Exclusion Intervals

Wed Jun 30 23:12:00 CEST 2004

On Wed, 30 Jun 2004 14:35:48 -0400
Tom Anderson wrote:

...[snip]...

> That would be nice.  But now I'm more concerned about why the
> probabilities don't really reflect what's in the database.  If token X
> occurs in 100 spams and 1 ham, then X is spammy no matter how many
> spams I have in my.MSG_COUNT, even if the ratio is 1000:1.

Hi Tom,

If I have 1000 spam and 10 ham and _every_ message has "relson" in it,
does that mean a message with "relson" is 100 times more likely to be
spam than ham?  I don't think so.

Computing  "token_count / message_count" adjusts for the different
number of spam and ham messages in the database.  After that adjustment,
we have the probabilities that the presence of "whatever" indicates spam
and the probability that it represents ham.  It's pretty simple.
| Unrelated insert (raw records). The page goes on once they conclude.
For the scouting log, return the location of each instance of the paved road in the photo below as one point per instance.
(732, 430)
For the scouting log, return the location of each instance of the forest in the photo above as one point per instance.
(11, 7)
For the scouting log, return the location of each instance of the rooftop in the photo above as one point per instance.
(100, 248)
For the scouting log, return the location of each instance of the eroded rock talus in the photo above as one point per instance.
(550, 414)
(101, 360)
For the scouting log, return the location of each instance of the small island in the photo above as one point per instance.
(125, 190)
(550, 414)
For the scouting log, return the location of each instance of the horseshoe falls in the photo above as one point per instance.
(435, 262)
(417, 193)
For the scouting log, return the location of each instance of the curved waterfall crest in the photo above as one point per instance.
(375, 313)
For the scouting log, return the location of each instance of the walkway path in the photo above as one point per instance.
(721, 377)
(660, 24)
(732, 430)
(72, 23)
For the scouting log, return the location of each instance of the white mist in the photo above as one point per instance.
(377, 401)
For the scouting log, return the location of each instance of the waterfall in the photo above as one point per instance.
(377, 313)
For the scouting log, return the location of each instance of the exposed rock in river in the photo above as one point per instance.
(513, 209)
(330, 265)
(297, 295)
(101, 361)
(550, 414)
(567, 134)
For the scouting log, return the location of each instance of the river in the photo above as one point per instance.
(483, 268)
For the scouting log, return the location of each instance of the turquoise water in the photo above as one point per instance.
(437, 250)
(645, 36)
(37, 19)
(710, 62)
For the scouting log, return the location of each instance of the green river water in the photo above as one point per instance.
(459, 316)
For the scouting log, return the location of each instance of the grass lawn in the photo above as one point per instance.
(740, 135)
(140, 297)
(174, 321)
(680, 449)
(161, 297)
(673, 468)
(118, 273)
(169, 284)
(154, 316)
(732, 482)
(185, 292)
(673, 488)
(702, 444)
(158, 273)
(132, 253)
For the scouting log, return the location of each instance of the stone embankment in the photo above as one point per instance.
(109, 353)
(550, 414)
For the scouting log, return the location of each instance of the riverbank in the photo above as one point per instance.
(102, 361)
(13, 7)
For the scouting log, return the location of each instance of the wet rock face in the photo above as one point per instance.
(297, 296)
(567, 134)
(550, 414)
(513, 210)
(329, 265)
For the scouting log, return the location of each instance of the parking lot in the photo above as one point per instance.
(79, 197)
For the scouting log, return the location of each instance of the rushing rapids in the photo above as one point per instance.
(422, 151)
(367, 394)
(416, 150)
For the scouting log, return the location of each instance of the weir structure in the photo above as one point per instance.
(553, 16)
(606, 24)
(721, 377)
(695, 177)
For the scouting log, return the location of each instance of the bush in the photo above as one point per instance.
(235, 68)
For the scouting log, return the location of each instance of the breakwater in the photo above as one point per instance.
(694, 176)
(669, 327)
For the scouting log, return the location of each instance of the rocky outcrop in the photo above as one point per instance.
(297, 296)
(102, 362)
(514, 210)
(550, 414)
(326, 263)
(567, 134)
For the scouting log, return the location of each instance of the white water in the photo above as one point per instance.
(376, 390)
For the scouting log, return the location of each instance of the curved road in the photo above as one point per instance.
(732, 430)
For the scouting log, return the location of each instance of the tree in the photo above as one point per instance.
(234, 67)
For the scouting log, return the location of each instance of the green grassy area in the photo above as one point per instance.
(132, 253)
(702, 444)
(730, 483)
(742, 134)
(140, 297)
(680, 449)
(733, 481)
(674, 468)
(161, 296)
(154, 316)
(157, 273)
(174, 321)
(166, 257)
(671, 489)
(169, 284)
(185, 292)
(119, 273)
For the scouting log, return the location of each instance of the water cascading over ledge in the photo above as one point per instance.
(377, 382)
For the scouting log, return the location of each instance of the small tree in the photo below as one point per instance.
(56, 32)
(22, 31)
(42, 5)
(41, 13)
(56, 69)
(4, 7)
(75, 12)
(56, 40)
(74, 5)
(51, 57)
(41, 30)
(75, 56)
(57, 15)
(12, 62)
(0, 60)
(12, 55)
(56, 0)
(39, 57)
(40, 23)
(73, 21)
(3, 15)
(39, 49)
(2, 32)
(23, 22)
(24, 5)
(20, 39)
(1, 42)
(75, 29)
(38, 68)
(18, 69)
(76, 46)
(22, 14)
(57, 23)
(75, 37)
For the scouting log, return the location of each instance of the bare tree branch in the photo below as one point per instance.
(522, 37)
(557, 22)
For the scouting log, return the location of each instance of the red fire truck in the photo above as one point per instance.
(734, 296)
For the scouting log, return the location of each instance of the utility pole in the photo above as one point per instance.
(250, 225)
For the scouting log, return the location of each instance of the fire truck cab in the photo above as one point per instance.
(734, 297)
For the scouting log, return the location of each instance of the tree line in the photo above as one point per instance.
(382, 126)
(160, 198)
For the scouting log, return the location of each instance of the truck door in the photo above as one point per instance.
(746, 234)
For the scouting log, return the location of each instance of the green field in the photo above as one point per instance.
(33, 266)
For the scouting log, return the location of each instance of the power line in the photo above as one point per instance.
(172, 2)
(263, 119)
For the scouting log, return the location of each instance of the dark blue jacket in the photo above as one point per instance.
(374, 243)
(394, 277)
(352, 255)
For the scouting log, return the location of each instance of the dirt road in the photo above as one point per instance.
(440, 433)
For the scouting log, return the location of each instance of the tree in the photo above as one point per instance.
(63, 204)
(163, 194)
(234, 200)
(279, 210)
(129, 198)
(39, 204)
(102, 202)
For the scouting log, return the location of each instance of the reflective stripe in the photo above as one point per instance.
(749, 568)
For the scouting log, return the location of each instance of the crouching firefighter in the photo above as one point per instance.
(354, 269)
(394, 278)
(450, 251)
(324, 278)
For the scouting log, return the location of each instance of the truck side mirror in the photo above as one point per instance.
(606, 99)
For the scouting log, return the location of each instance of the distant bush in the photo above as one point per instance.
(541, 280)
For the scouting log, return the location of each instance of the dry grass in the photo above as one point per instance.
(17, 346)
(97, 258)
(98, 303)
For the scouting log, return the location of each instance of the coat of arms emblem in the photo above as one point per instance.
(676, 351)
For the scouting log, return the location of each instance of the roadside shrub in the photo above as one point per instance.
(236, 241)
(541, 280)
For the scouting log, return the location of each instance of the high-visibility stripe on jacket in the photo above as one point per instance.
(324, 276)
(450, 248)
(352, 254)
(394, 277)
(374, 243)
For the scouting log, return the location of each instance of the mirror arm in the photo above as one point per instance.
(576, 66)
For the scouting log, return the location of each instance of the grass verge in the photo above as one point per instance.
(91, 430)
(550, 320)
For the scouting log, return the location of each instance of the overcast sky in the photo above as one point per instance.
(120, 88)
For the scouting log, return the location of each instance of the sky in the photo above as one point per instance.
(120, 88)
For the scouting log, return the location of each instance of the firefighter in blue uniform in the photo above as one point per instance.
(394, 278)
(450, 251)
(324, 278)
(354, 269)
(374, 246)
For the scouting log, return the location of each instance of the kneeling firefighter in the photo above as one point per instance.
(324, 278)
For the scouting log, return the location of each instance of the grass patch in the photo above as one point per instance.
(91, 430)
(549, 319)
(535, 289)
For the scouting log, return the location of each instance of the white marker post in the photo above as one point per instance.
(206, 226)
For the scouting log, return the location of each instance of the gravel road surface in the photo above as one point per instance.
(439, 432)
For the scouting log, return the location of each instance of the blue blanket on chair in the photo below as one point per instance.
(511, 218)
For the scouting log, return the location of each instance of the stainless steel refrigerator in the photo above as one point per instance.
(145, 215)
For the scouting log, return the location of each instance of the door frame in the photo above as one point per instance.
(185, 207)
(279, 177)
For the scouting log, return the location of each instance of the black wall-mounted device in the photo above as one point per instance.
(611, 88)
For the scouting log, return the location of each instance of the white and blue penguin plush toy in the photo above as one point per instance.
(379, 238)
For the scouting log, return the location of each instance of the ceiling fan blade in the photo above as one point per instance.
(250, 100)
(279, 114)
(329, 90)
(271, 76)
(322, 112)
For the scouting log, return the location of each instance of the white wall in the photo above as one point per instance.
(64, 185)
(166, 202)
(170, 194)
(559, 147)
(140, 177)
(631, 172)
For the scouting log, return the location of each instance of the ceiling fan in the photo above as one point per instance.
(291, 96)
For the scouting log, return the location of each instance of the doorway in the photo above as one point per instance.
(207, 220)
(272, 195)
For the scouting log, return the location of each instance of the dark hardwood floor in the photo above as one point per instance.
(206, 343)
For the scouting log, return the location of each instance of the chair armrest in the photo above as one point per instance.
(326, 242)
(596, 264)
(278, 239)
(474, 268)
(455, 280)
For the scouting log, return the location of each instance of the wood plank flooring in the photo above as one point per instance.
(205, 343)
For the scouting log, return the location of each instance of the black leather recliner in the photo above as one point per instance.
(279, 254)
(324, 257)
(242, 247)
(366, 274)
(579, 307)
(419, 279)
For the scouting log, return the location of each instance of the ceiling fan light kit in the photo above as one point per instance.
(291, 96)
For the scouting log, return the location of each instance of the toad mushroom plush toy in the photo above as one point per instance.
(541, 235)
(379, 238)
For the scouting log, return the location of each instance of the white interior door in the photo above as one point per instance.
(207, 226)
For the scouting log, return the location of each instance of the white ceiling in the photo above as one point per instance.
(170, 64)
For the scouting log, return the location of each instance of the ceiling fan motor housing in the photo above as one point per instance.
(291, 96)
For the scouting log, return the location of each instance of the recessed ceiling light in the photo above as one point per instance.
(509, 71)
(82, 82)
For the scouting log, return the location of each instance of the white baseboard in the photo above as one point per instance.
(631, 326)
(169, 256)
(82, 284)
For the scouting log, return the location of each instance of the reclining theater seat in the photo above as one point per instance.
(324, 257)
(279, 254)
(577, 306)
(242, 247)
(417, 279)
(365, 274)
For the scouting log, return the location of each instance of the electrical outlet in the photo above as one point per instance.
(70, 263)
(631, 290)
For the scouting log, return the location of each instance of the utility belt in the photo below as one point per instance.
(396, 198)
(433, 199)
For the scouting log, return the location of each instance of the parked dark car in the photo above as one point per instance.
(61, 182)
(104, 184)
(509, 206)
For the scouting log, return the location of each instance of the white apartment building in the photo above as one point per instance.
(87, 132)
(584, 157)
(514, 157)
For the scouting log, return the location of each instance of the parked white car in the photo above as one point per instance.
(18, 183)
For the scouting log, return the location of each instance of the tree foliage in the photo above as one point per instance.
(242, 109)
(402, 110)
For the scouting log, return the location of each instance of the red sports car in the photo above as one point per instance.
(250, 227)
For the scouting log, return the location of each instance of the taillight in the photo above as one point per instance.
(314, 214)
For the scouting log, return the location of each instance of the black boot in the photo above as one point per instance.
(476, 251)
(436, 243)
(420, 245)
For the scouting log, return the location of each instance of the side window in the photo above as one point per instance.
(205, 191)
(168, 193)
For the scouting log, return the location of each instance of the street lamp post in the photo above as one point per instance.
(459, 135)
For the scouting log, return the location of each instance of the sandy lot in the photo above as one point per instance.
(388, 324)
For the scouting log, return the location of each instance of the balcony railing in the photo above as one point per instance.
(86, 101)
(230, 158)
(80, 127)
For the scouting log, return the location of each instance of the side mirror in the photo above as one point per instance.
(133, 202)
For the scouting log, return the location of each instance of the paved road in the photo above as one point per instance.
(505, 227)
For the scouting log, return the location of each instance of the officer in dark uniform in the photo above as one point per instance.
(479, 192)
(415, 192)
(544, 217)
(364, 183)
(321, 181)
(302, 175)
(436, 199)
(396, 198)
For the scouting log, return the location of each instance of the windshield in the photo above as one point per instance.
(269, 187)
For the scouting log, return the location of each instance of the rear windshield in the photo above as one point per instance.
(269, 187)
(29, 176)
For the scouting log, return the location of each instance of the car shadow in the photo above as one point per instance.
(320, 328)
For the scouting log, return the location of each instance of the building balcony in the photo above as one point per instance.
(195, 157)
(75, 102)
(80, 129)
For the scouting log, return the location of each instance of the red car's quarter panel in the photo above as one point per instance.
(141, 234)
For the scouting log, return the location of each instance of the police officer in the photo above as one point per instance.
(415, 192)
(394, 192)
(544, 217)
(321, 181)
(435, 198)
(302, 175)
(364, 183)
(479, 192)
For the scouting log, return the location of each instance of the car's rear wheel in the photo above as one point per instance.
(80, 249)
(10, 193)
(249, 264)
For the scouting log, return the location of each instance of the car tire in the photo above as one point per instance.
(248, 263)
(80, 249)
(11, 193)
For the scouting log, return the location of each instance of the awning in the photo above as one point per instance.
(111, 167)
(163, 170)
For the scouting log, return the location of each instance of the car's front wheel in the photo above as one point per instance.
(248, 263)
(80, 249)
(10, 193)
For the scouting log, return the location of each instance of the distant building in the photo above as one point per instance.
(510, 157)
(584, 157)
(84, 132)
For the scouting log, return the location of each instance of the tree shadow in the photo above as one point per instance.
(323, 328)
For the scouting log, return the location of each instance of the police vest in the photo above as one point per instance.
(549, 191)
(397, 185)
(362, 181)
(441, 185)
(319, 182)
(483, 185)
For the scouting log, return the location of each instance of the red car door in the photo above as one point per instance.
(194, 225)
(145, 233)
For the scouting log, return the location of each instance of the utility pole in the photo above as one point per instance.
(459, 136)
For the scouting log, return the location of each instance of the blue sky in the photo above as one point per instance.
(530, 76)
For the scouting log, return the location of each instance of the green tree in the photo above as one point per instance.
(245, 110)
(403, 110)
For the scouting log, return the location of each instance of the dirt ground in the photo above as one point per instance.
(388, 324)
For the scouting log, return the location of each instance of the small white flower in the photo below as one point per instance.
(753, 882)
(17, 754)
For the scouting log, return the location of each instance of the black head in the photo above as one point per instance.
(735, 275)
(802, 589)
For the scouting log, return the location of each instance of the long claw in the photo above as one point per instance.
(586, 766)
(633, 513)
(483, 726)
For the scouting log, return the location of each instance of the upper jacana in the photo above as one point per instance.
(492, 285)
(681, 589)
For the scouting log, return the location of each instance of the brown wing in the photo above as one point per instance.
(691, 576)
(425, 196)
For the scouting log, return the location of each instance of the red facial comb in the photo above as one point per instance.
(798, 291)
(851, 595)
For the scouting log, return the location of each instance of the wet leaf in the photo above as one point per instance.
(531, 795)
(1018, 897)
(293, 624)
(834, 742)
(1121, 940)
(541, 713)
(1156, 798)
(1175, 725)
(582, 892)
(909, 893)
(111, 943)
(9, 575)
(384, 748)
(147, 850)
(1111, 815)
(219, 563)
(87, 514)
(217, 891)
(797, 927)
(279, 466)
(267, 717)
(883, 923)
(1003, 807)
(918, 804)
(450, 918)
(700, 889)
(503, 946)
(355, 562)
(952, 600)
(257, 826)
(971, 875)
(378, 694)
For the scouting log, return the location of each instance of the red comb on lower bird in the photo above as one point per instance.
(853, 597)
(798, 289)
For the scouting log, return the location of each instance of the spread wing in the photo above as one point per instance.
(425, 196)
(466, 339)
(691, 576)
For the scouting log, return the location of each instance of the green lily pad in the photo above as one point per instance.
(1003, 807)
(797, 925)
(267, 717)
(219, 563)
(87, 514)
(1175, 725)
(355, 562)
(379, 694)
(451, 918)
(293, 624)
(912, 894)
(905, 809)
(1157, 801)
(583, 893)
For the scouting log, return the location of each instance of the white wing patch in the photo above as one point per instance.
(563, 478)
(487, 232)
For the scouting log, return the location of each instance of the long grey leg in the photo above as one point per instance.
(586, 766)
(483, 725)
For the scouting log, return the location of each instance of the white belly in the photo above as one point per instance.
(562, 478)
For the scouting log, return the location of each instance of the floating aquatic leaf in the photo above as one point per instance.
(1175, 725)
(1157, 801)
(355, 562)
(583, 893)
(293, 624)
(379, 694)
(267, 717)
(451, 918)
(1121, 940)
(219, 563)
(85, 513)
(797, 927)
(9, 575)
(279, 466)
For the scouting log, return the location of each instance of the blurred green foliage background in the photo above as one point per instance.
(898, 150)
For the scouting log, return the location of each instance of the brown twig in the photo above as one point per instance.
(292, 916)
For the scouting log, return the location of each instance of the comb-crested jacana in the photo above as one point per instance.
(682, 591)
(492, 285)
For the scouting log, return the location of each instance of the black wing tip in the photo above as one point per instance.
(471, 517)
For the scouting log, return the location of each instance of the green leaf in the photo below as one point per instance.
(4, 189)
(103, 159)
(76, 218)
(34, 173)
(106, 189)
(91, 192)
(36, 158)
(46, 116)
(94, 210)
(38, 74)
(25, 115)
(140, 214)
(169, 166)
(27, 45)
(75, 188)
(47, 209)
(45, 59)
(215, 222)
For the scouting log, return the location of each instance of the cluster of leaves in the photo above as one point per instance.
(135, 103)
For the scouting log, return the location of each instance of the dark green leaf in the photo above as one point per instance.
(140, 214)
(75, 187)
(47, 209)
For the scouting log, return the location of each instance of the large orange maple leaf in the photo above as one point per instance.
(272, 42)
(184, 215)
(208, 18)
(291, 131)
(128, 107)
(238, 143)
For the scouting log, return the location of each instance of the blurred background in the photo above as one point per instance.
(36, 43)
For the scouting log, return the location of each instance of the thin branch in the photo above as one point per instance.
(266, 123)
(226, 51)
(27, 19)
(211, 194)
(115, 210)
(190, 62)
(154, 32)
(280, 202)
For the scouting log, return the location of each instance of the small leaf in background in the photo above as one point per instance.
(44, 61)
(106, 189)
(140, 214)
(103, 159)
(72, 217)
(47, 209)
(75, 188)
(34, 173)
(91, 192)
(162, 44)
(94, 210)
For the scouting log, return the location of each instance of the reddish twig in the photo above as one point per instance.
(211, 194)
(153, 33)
Just using your "X" and and 100:1 messages is overly simplistic.  It
sounds like "if I have 10000 spam messages and 1000 ham messages in my
wordlist, then I can simply assign 10000/(10000+1000) as the probability
a new message is spam."  Blazingly fast, produces the right percentage
of spam and ham, and low storage requirements since there's no need for
a wordlist.

Alternatively, yesterday I received 1008 messages of which 596 were
spam, which means I can assign a 59.6% spam score to any given message.

As the above examples show, neither token counts alone nor message
counts alone is sufficient for a decent classification.  The ratio of
the two counts gives the probability of a token occurring in spam.

HTH,

David